A Module for Bro to read ASCII logs and send them to some other writer. By default logs are sent to the ElasticSearch writer with this script. This is a convenient and easy way to import old ASCII logs into ElasticSearch for use with Brownian.
Note
This script will only work with Bro 2.1+.
This script is only meant for manual usage and if it's loaded when reading traffic or not configured, Bro will send a message to the reporter framework and terminate.
cd <prefix>/share/bro/site/ git clone git://github.com/sethhall/relog.git
You need to tell the script which file names you would like to read from and what the Log::ID is for that log.

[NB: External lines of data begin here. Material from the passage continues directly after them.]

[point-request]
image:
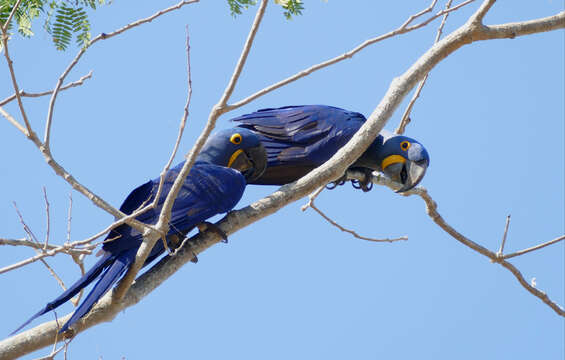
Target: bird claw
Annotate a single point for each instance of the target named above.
(205, 225)
(336, 183)
(366, 184)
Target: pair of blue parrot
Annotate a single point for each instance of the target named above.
(268, 147)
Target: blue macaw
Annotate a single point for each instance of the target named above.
(301, 138)
(229, 159)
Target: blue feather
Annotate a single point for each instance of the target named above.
(209, 189)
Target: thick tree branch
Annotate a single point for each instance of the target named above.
(404, 28)
(162, 225)
(105, 310)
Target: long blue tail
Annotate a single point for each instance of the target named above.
(108, 278)
(73, 290)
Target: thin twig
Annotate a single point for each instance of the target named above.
(14, 122)
(181, 125)
(7, 23)
(34, 95)
(533, 248)
(406, 116)
(69, 216)
(101, 36)
(163, 222)
(34, 245)
(4, 37)
(431, 209)
(501, 250)
(404, 28)
(39, 249)
(311, 204)
(48, 225)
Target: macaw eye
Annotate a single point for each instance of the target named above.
(405, 145)
(235, 139)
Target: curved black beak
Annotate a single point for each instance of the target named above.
(411, 174)
(251, 162)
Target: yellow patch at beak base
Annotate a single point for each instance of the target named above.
(234, 156)
(392, 159)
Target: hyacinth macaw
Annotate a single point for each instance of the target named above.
(229, 159)
(301, 138)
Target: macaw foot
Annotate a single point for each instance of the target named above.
(366, 184)
(205, 225)
(337, 183)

If you just have a log or two you'd like to import, you can run Bro directly at the command line:
bro relog 'ReLog::logs += { ["/tmp/conn.log"] = Conn::LOG,
["/tmp/dns.log"] = DNS::LOG }'
If you have more scripts and you need define the files to read in a script you will use the "redef" syntax like this:
@load relog
redef ReLog::logs += { ["/tmp/conn.log"] = Conn::LOG,
["/tmp/dns.log"] = DNS::LOG };
Note
If you loaded scripts that included extra fields in your logs, you will need to be sure and load those scripts when relogging. This can typically be dealt with by just loading your site/local.bro script.
Note
Remember to set the location for your ElasticSearch server if it's not the default "localhost". redef LogElasticSearch::server_host = "other-host";
Note
At this time, this script unfortunately doesn't support gzipped logs.